Natürlich ist es am schönsten, wenn man auf einem französischen oder norditalienischen Markt frische Trüffeln direkt einkaufen kann. Schon Auge, Nase und Tastsinn schützen dort in gewissem Maß vor Fehlkäufen, denn von der Qualität und Frische zeugen ein äußerst aromatischer Geruch, die intensive Farbe und die Festigkeit der wertvollen Pilze. Vor allem aber enttarnt die gegenseitige Kontrolle der Marktbeschicker schwarze Schafe, die den Ruf der Region schädigen könnten. Immerhin mehrere tausend Euro kann ein Kilo Trüffeln kosten. Auch wenn der private Einkäufer wohl meist nicht mehr als 100 Gramm erstehen wird, ist der Erwerb minderwertiger oder gefälschter Ware für ihn frustrierend.
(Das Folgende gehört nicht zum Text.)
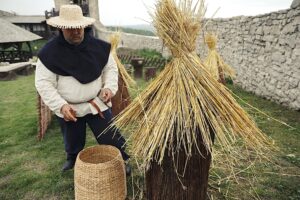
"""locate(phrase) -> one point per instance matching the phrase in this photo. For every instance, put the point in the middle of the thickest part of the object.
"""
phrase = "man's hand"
(105, 95)
(68, 113)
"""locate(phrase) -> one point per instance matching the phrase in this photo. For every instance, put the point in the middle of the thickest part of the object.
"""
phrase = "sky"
(130, 12)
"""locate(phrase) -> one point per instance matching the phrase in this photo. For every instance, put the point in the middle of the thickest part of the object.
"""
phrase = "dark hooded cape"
(84, 62)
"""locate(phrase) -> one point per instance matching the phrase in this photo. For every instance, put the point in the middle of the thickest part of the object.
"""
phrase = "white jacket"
(57, 90)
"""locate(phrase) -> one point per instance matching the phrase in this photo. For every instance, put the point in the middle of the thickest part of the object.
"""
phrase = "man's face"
(73, 36)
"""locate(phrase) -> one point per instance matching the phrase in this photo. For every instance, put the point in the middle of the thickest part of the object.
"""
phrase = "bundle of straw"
(184, 98)
(122, 99)
(215, 64)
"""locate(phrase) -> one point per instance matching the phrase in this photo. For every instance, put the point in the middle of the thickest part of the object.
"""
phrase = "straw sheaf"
(70, 16)
(114, 40)
(185, 102)
(214, 63)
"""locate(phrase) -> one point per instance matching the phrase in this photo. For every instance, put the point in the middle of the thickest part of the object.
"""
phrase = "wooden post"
(121, 100)
(162, 182)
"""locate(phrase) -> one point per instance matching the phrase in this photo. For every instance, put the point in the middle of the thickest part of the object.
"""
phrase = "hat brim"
(68, 24)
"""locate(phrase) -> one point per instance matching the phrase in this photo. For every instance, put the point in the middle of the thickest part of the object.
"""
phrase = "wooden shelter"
(15, 43)
(33, 23)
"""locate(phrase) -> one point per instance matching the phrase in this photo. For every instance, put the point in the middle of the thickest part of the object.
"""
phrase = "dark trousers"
(74, 134)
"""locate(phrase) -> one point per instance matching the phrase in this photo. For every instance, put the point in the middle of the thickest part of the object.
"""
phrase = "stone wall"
(264, 50)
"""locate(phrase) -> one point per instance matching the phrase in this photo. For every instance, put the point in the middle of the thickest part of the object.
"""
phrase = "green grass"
(30, 169)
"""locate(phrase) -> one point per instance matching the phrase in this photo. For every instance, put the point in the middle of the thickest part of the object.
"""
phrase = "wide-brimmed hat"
(70, 16)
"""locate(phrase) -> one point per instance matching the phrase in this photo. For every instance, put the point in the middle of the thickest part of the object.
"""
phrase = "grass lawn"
(30, 169)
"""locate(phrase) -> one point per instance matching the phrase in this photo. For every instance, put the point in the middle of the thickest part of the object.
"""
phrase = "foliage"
(131, 30)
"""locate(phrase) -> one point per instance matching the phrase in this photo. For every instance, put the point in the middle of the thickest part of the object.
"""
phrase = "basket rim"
(101, 163)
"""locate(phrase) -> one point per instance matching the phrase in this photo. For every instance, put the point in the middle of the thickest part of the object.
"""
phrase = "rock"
(295, 4)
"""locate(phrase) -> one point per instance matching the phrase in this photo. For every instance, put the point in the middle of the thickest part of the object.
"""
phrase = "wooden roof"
(11, 33)
(25, 19)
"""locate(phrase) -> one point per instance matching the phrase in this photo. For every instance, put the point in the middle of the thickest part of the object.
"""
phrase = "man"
(76, 77)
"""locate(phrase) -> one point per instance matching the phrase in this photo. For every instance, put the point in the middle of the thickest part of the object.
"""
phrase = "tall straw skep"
(184, 98)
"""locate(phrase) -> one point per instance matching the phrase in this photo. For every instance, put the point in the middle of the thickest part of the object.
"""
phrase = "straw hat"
(70, 16)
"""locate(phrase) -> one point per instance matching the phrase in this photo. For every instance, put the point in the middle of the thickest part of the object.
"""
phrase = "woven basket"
(100, 174)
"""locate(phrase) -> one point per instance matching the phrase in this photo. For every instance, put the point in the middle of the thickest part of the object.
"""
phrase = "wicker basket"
(100, 174)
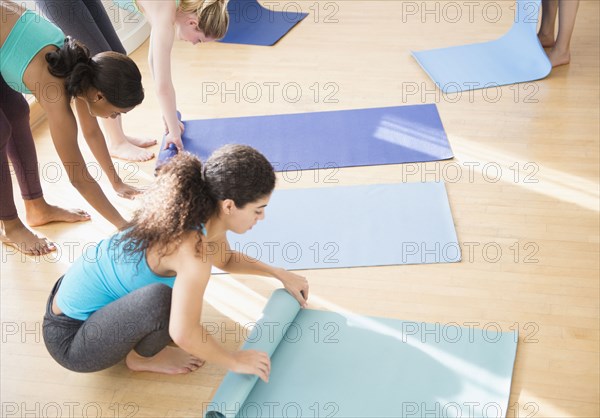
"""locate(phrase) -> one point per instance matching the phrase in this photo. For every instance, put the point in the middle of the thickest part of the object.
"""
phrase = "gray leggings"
(138, 321)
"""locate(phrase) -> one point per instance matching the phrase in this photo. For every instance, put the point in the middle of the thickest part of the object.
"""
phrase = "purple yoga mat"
(252, 24)
(345, 138)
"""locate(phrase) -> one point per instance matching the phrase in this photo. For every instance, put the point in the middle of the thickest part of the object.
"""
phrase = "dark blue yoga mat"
(345, 138)
(252, 24)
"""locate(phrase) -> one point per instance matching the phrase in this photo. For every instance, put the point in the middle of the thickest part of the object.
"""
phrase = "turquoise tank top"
(29, 36)
(131, 5)
(103, 274)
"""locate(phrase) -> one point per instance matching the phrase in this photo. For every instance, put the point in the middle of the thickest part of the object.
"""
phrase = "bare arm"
(95, 139)
(193, 272)
(63, 129)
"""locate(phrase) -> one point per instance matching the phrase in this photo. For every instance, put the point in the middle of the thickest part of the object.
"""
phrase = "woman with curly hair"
(133, 293)
(36, 58)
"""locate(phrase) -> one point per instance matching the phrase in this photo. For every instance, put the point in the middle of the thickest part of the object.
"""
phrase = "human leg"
(548, 24)
(560, 53)
(137, 326)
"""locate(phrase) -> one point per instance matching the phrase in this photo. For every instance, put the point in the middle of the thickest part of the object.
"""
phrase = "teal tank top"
(103, 274)
(131, 5)
(29, 36)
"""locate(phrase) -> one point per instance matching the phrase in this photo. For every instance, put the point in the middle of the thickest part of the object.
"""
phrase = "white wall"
(131, 27)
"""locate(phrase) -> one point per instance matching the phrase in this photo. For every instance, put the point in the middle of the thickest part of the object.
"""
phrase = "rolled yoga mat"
(347, 365)
(516, 57)
(252, 24)
(334, 139)
(353, 226)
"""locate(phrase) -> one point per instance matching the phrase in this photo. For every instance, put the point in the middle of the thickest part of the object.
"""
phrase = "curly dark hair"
(186, 194)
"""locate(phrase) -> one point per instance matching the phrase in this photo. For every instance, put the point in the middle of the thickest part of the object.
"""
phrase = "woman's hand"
(126, 191)
(252, 362)
(174, 139)
(296, 285)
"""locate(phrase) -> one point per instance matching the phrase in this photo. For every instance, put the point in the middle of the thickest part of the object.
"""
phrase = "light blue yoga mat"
(352, 226)
(516, 57)
(342, 365)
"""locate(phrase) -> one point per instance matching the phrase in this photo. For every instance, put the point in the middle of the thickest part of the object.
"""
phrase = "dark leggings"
(84, 20)
(138, 321)
(16, 143)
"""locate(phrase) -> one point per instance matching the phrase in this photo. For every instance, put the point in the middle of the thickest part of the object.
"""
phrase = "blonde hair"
(213, 18)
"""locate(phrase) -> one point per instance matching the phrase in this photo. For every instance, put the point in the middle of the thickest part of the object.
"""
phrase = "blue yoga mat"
(252, 24)
(352, 226)
(516, 57)
(346, 365)
(344, 138)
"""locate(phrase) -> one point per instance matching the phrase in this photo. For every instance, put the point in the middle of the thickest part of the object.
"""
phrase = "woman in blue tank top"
(134, 293)
(36, 58)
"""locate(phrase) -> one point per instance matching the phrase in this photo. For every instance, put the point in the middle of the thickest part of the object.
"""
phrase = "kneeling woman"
(131, 295)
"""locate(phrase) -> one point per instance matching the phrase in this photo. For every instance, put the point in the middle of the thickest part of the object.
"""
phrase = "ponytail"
(73, 63)
(115, 75)
(213, 18)
(186, 195)
(178, 202)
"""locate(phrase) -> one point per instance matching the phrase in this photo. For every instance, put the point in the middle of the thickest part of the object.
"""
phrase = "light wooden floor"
(537, 200)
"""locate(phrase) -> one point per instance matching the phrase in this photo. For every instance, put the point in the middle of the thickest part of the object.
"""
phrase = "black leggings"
(138, 321)
(84, 20)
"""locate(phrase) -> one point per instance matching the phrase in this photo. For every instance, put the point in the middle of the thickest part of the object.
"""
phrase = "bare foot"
(141, 142)
(558, 58)
(547, 41)
(126, 151)
(171, 360)
(39, 212)
(14, 234)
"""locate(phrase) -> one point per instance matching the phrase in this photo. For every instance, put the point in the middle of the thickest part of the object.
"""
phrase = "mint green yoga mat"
(327, 364)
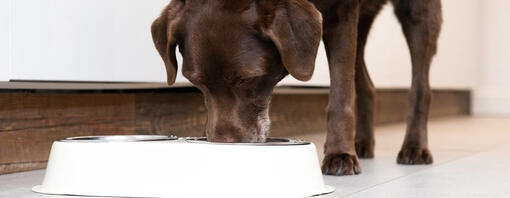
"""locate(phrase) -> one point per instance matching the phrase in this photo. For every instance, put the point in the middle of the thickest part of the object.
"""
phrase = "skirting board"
(30, 120)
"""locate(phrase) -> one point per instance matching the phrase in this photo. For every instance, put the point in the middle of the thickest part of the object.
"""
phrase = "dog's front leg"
(340, 38)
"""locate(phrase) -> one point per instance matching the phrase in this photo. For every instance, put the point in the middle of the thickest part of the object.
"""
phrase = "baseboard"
(30, 120)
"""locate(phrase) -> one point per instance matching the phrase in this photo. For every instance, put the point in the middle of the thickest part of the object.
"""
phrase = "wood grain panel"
(30, 120)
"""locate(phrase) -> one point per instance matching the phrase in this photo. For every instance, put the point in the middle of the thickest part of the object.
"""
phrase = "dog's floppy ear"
(296, 30)
(163, 34)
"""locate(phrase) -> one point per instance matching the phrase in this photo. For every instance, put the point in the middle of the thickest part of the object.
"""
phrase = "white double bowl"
(161, 166)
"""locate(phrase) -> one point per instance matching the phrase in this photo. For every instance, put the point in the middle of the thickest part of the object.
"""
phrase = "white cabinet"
(85, 40)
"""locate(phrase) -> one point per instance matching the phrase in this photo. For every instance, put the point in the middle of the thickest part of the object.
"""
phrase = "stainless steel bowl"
(120, 138)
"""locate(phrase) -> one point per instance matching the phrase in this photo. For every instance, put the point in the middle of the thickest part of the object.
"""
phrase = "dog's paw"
(340, 165)
(411, 156)
(365, 149)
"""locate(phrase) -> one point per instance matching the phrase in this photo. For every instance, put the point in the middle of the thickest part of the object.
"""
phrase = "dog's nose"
(225, 132)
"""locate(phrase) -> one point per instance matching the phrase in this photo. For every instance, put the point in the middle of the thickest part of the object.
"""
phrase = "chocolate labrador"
(236, 51)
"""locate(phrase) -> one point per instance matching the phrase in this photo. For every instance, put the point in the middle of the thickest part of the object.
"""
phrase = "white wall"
(492, 94)
(4, 40)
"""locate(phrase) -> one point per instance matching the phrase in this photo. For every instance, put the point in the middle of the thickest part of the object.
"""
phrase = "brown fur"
(235, 51)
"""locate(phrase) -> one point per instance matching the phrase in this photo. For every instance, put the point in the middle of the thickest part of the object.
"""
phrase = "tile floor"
(472, 159)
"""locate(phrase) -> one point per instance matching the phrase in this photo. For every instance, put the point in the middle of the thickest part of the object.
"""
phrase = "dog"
(236, 51)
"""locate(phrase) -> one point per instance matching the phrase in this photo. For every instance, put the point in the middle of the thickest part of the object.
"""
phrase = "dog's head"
(235, 52)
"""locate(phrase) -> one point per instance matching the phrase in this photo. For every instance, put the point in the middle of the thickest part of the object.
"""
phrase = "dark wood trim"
(30, 120)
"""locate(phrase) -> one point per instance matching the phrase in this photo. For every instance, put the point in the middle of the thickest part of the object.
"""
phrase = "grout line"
(427, 168)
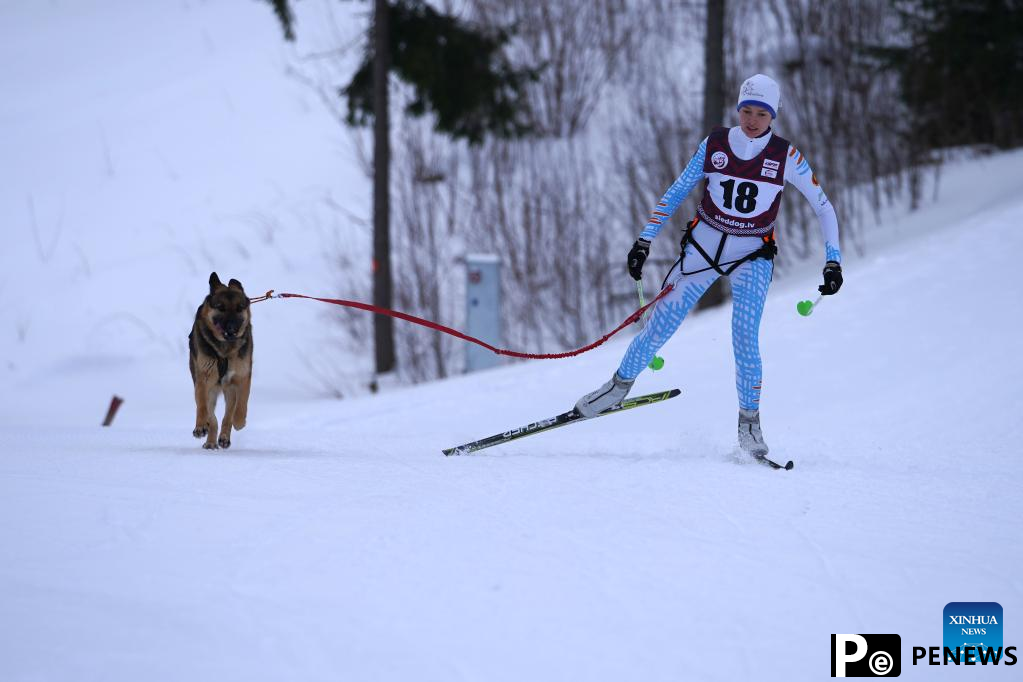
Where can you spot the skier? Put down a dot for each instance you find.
(745, 169)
Trüffeln kaufen in Deutschland

Auch fern der traditionellen Trüffelgebiete Périgord, Piemont oder Burgund steigt der Appetit auf die würzigen Knollen mit dem eigenwilligen Aroma. In den Großstädten bieten die Markthallen und Wochenmärkte immer öfter frische Trüffeln aus Frankreich und Italien an. Aber selbst wer abseits der Metropolregionen wohnt, hat durchaus eine Chance, an eine frische Trüffel zu kommen. Immer zahlreicher werden die Anbieter von Feinkost und Delikatessen im Versand, die auch Trüffeln und Trüffelprodukte im Sortiment haben. Daneben gibt es aber auch zunehmend auf Trüffeln spezialisierte Händler. Die Wahrscheinlichkeit, bei diesen frische, unverfälschte Ware zu bekommen, ist zwar relativ groß. Vorsicht ist aber dennoch auch angebracht - vor allem bei auffallend günstigen Preisen.

Vorsicht vor falschen Trüffeln

Fälschungen sind mit dem bloßen Auge und vom Laien kaum zu erkennen. Wer keinen DNA-Test machen und auch keine Sporenanalyse per Mikroskop durchführen kann, muss sich auf die Vertrauenswürdigkeit seines Lieferanten verlassen – oder auf seine eigene kulinarische Erfahrung. Ohne diese wird es schwer, Fälschungen zu entlarven. Es gibt viele ähnlich aussehende Pilze, die mit Farbstoff und künstlichem Aroma zu Trüffeln „aufgewertet“ werden. Weil künstliches (auch „naturidentisches“) Aroma sehr viel intensiver riechen kann, als das natürliche, lassen sich gerade unerfahrene Trüffelkäufer dadurch leicht täuschen. Übrigens sind auch die häufig angebotenen Trüffelprodukte wie Trüffelnudeln, Trüffelöl oder getrüffelte Pasteten in den meisten Fällen mit zugesetzten Aromastoffen versetzt worden.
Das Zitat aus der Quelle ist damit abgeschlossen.